Despite its metamorphosis, the Durango is not unique because its underpinnings are similar to those of the critically-acclaimed 2011 Jeep Grand Cherokee. But it is 10 inches longer, with an additional five inches between the front and rear axles.
That enables a three-seat, seven-passenger configuration, while retaining some SUV capabilities. For example, the previous-generation 2004 Durango could tow 5,900 pounds with its 230-horsepower, 4.7-liter V8 engine. But the 2011 rear-drive model tested here can haul 6,200 pounds with its 290-horsepower 3.6-liter V6 and five-speed automatic transmission. It’s a measure of progress in drive-train technology.
The new Durango now offers a credible and, likely to some, superior alternative to crossovers like the Chevrolet Traverse and Honda Pilot. Gone is the big, heavy and thirsty personality of the original but the size difference is hardly noticeanble. It is slightly smaller than the Traverse and larger than the Pilot
There are four versions, none listed as a base model because all come with full safety equipment like stability and traction control, side air bags and side-curtain air bags, along with amenities like remote starting, hill start assist and tri-zone air conditioning.
The rear-drive Express starts at $29,195 and the top-of-the-line Citadel has a sticker price of $41,795. In between are the tested Crew, with a $33,195 sticker and the CrewLux, at $38,195. Add $2,000 to any of those prices if you order all-wheel drive. The Citadel comes with three years of scheduled maintenance at no charge.Like other large crossovers with three rows of seats, the Durango delivers interior accommodations that rival, but do not equal, those of a minivan—Dodge’s own Grand Caravan, for example.
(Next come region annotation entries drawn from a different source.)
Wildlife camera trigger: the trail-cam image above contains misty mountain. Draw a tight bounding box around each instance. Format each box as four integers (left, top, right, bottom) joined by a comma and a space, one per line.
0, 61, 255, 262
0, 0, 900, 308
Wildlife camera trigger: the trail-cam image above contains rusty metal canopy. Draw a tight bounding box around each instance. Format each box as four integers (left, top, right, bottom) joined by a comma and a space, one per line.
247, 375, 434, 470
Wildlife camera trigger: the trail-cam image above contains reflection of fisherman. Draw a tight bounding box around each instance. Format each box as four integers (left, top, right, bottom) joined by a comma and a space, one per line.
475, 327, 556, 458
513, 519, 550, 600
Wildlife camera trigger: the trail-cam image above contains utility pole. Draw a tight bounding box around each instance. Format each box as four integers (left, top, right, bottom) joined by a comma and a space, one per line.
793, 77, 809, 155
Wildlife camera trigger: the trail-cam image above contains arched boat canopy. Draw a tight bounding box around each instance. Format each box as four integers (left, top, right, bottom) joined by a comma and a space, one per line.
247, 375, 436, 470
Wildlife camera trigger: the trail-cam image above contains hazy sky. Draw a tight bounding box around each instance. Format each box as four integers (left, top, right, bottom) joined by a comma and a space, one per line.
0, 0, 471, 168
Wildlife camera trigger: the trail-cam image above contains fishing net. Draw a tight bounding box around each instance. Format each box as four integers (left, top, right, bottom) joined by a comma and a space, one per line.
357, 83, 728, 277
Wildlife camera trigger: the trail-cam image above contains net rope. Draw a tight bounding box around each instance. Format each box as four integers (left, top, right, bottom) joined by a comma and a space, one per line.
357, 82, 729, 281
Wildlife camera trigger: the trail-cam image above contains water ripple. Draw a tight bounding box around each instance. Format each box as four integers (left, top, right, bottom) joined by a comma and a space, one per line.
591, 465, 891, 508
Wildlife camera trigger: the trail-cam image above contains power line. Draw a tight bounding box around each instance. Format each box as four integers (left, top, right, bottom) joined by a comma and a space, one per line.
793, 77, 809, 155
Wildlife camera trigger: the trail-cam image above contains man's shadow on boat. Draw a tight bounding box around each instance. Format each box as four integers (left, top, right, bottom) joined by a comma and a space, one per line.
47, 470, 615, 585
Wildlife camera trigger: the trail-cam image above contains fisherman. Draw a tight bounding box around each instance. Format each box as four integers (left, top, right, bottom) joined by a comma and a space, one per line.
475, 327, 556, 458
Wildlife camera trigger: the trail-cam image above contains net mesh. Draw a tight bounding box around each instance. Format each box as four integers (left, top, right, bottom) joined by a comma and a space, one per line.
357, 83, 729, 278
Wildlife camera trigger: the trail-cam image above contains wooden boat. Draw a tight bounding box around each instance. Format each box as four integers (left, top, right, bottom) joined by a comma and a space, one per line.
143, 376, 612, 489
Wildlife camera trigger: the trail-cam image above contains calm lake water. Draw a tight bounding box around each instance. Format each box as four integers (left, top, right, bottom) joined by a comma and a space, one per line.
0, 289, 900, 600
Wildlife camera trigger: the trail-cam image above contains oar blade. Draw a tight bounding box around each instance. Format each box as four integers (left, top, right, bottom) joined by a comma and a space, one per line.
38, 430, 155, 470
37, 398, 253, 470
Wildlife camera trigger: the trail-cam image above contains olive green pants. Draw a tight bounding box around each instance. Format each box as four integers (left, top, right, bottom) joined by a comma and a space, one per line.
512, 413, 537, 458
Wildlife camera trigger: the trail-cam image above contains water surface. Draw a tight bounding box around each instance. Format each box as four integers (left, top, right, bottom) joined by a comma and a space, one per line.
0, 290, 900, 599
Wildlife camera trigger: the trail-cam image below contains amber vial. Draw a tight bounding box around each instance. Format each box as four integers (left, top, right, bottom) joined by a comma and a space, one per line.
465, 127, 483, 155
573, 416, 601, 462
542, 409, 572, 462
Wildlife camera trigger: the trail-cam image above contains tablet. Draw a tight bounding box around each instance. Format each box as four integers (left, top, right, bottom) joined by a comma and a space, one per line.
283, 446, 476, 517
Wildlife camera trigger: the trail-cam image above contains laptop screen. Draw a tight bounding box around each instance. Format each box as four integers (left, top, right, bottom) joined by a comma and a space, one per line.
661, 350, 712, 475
But it does provide a good alternative for people who unaccountably have an aversion to minivans.
Despite its 4,838-pound weight, without passengers and cargo, the tested Durango Crew had capable handling, even on twisting roads. It is no sports sedan but it can negotiate curves with confidence as long as the driver doesn’t push too hard. The power steering, which combines electric and hydraulic components, has good feedback. The ride comfort is decent.
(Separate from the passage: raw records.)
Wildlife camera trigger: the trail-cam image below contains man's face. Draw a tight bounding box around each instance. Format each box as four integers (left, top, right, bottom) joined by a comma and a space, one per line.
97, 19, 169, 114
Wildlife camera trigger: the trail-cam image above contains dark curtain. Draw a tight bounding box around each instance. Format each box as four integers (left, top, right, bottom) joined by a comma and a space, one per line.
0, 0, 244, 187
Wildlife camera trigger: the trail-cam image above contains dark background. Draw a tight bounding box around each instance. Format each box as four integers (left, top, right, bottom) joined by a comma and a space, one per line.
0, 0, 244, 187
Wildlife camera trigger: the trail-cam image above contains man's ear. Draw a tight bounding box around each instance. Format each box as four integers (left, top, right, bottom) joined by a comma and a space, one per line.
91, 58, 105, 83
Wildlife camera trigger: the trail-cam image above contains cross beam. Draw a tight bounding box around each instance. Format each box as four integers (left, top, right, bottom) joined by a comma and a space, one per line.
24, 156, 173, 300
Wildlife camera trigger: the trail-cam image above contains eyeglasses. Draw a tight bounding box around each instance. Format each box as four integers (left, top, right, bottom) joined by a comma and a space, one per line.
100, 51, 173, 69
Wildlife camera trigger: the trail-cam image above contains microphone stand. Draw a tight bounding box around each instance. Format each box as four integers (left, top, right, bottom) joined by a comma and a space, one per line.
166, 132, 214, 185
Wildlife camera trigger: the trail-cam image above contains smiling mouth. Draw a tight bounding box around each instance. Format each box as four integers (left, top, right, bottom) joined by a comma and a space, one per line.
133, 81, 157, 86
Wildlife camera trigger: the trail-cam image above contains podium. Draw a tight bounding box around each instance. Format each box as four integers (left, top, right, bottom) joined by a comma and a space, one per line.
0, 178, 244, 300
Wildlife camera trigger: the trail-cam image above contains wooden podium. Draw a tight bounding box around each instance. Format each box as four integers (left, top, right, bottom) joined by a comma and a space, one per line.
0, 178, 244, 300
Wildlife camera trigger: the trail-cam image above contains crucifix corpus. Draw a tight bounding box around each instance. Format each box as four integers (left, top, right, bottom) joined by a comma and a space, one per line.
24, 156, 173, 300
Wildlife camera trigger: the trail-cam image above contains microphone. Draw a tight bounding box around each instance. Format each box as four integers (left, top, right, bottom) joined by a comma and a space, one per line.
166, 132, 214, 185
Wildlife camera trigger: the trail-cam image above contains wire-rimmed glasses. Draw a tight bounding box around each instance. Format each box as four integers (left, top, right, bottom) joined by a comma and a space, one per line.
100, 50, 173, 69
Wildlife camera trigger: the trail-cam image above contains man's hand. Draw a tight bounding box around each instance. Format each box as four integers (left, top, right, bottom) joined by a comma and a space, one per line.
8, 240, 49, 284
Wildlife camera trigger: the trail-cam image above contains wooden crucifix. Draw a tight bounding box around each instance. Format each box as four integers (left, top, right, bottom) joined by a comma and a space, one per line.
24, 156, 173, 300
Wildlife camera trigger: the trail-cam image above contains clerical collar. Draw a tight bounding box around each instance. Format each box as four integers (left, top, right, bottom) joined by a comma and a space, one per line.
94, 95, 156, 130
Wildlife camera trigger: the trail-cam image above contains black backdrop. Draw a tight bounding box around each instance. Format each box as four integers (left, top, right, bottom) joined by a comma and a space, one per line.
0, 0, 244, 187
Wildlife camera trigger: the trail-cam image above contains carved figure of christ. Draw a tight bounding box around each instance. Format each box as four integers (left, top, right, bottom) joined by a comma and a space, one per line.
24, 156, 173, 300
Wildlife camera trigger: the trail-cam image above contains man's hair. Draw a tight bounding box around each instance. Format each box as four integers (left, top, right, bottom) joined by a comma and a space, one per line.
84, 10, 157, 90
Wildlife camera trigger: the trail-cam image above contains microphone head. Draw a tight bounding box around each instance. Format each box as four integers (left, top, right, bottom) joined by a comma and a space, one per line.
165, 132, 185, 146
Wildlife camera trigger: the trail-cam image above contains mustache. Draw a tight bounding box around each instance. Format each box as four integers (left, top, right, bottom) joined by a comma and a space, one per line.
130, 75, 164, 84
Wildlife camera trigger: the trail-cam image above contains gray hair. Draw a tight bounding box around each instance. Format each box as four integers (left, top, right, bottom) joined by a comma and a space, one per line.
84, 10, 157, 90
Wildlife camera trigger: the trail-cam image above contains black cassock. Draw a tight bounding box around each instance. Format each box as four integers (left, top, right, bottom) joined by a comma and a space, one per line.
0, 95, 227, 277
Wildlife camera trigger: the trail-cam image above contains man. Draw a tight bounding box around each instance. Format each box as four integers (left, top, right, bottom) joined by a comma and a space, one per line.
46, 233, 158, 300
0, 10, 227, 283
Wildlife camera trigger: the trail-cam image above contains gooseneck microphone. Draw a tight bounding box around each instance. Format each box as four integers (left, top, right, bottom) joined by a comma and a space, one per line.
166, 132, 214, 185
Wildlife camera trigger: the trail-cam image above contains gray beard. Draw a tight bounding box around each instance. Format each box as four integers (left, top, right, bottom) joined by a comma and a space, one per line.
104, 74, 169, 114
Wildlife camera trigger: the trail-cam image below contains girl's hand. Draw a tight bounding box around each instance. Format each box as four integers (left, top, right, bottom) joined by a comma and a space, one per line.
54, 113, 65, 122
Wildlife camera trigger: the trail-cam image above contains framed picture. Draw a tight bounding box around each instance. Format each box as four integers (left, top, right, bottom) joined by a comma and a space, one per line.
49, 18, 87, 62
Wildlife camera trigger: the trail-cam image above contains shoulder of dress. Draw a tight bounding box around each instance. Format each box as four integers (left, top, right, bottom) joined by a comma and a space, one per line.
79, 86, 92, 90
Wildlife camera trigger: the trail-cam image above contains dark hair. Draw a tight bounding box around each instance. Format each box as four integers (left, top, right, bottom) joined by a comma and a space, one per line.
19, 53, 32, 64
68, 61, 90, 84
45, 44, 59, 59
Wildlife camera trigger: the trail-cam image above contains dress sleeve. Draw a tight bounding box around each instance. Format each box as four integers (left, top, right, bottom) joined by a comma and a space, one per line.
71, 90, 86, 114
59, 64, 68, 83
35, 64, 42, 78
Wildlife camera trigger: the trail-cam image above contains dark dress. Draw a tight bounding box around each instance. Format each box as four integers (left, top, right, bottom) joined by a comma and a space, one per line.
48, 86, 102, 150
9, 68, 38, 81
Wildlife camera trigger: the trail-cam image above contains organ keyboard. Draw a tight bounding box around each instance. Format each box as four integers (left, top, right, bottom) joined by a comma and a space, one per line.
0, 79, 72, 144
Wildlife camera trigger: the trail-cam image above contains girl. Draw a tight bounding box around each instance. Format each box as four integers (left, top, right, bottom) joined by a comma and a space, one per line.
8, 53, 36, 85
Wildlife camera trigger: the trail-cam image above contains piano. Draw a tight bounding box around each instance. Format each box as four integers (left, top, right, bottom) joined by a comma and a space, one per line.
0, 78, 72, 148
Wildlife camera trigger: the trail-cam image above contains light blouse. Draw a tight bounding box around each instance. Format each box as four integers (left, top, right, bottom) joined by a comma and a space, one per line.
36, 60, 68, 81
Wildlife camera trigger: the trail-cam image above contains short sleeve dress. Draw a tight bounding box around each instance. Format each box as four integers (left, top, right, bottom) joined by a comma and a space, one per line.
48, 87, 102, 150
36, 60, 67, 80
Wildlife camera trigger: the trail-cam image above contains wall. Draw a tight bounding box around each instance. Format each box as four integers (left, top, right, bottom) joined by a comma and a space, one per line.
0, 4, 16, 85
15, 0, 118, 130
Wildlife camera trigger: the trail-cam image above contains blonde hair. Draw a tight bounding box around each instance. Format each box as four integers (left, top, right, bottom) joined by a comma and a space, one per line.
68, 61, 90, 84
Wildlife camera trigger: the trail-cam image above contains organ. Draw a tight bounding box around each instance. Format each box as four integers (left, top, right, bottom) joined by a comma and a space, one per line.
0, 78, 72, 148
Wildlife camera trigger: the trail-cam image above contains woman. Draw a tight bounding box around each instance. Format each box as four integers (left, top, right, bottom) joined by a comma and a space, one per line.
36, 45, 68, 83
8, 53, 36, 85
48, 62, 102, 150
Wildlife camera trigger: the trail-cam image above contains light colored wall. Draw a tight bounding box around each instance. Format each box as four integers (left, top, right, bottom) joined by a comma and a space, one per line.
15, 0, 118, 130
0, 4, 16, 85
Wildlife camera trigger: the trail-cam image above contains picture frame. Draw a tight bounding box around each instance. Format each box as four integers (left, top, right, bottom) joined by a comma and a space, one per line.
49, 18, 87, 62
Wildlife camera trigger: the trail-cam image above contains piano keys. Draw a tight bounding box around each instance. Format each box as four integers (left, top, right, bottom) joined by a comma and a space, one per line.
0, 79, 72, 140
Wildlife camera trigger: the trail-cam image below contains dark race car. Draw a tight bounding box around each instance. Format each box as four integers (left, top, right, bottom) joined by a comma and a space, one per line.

With its three rows of seats, the Durango can transport seven passengers, including the driver. The tested Crew model comes with sturdy cloth upholstery. Leather is optional.
Up front, the seats deliver good support and comfort, as do the outboard positions in the second row. The second-row center seat is acceptable and the third-row seats can accommodate adults, though getting back there takes agility. Second-row seatbacks recline; those in the third row do not.
A neat feature, likely a leftover from the Mercedes days, flops the third-row headrests down and out of the driver’s view with the touch of a dashboard button. It markedly improves sight lines to the rear.
The tested Crew had the $5,000 CrewLux package, along with other options that gave it some Mercedes-like traits, including adaptive cruise control that maintains a distance from the car ahead. It also had blind-spot warning (not needed if the outside mirrors are properly adjusted) and a motorized glass sunroof.